Une contribution d’Antoine Charpentier – Les langues se délient à propos de la Syrie
Depuis quelque temps, nous commençons à voir et entendre dans les médias français des discours inhabituels sur la situation en Syrie qui diffèrent du discours officiel tenu depuis six ans. Nous pouvons citer le docteur en sciences politiques et directeur du Centre français de recherche sur le renseignement, Eric Denécé, le journaliste Jean-François Kahn, des parlementaires comme Nicolas Dhuicq, Thierry Mariani ou encore Jean Lasalle et bien d’autres. Chez le voisin britannique, c’est le ministre des Affaires étrangères, Boris Johnson, qui a donné de la voix à propos de la Syrie, indiquant que son pays ne devait plus s’opposer à ce que le président Bachar Al-Assad se représente à la prochaine élection présidentielle. Quant à Eric Denécé, il a bien affirmé face à l’animateur de télévision Yves Calvi que «nous étions roulés dans la farine», utilisant le terme «falsification de l’information» en parlant de ce que les médias officiels français rapportaient sur Alep, sans pour autant nier la réalité de la guerre en Syrie. Pour M. Denécé, les médias français sont atteints d’un suivisme des médias anglo-saxons et arabes qui ont des intérêts majeurs en menant une telle désinformation concernant la Syrie.
Cependant, le journaliste Jean-François Kahn a exigé une enquête journalistique internationale sur Alep-Est afin de savoir ce qui s’y est réellement passé. Le directeur du journal Marianne n’espère pas voir l’aboutissement de sa proposition puisque ni les journalistes ni les dirigeants politiques français n’ont la volonté de revoir leur copie, d’admettre leurs torts ou d’avouer tout simplement qu’ils se sont trompés. De ce fait, ils préfèrent persister dans l’erreur et le mensonge que rectifier le tir. Par la suite, Jean-François Kahn s’interroge sur le silence médiatique au sujet d’Alep depuis sa reprise par l’armée syrienne. Il exprime la même interrogation qu’une partie de l’opinion publique française qui n’entend quasiment plus parler d’Alep ni de ce qui se passe ailleurs en Syrie.
Après un voyage en Syrie, les déclarations de trois députés français du parti Les Républicains, notamment sur Alep, ont fortement bousculé le paysage politique français, contredisant la version française officielle. Le député français Nicolas Dhuicq nous affirme ceci : «Je me bats en permanence contre la désinformation qui consistait à dire que les Russes, par plaisir, ont voulu détruire une ville, ainsi que contre l’information majeure et terrible que Bachar Al-Assad tue son peuple. Ça ne serait pas de son intérêt de faire cela.
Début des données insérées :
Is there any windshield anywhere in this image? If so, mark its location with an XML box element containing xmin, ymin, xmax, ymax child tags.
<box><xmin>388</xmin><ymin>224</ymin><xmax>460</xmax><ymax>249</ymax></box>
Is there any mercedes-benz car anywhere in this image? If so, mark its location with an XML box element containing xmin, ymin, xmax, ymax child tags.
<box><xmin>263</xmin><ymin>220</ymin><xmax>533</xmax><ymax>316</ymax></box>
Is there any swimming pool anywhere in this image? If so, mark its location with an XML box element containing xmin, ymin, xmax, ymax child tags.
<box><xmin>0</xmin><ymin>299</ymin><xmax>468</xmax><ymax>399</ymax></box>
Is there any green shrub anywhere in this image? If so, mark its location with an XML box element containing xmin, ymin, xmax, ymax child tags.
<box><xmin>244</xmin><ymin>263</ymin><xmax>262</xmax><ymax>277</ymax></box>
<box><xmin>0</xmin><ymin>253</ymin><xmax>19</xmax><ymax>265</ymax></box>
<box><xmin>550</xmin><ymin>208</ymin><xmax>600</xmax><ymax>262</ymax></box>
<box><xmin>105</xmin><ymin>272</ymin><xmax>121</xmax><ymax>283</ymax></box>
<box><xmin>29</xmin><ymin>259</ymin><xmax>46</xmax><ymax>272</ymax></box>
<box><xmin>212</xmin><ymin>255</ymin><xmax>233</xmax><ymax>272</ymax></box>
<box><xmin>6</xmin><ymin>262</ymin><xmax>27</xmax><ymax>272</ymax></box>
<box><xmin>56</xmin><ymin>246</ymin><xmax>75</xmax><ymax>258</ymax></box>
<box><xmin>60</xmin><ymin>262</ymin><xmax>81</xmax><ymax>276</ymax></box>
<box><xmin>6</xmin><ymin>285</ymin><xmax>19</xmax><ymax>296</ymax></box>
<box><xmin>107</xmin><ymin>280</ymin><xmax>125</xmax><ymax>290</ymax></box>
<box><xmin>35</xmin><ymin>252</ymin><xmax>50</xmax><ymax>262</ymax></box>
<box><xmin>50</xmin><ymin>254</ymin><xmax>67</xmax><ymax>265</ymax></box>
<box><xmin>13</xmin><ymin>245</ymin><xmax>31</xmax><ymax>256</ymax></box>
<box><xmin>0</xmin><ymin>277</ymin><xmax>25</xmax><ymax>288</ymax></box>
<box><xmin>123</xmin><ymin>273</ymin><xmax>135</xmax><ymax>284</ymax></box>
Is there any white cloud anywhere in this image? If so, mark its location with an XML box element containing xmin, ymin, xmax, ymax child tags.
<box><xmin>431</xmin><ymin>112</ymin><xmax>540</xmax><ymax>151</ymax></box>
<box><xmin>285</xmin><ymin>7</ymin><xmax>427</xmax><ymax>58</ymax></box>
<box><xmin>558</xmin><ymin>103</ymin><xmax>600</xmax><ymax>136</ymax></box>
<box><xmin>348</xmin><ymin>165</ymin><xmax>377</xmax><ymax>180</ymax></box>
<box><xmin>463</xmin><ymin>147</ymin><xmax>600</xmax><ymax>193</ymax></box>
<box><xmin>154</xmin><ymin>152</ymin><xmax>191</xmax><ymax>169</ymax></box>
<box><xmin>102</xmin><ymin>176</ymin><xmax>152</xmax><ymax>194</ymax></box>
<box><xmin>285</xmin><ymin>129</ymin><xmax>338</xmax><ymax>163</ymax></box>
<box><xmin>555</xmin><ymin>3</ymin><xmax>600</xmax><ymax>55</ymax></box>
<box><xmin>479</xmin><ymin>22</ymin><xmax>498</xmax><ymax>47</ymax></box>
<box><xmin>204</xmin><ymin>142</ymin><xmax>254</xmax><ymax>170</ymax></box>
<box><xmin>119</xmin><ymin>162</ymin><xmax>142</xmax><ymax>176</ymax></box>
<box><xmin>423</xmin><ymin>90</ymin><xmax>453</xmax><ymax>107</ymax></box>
Enfin, si le président Bachar Al-Assad était si tyrannique et aussi détesté que les médias français le disent depuis six ans de guerre, il serait déjà tombé.»
Cependant, Thierry Mariani et Nicolas Dhuicq soutiennent François Fillon, candidat de la droite à l’élection présidentielle, qui s’est subitement rétracté vis-à-vis de ce qu’il a déclaré lors des primaires, traitant au cours d’une émission avec le journaliste Jean-Jacques Bourdin le président Bachar Al-Assad de «dictateur» et de «manipulateur» comme le président défunt Hafez Al-Assad. Pendant les primaires de la droite, François Fillon a prôné la réouverture d’une représentation diplomatique à Damas, la nécessité de discuter avec le président Bachar Al-Assad ainsi qu’un rapprochement avec la Russie.
Toutes ses déclarations ne font que mettre en cause les compétences de la classe politique française. Toutes les voix «dissidentes» actuelles à propos de la question syrienne déplorent l’alignement de la France sur la politique de l’Arabie Saoudite et du Qatar, ainsi que sur les positions des Etats-Unis qui ont une réelle volonté de dépecer la Syrie et avec elle tout le Moyen-Orient. Pour beaucoup de Français, l’Arabie Saoudite fait partie des pays les plus totalitaires au monde, ce qui va à l’encontre de toutes notions de démocratie, de droits de l’Homme et de compréhension occidentale de la liberté. Ce qui n’empêche pas de profondes alliances entre ce pays et la France.
Enfin, ceci révèle la paresse politique des dirigeants français qui, par manque d’intérêts pour les enjeux internationaux ainsi que pour les peuples et par la perte d’un certain niveau intellectuel, préfèrent s’aligner sur une propagande anglo-saxonne-arabe plutôt que de gérer les situations par eux-mêmes.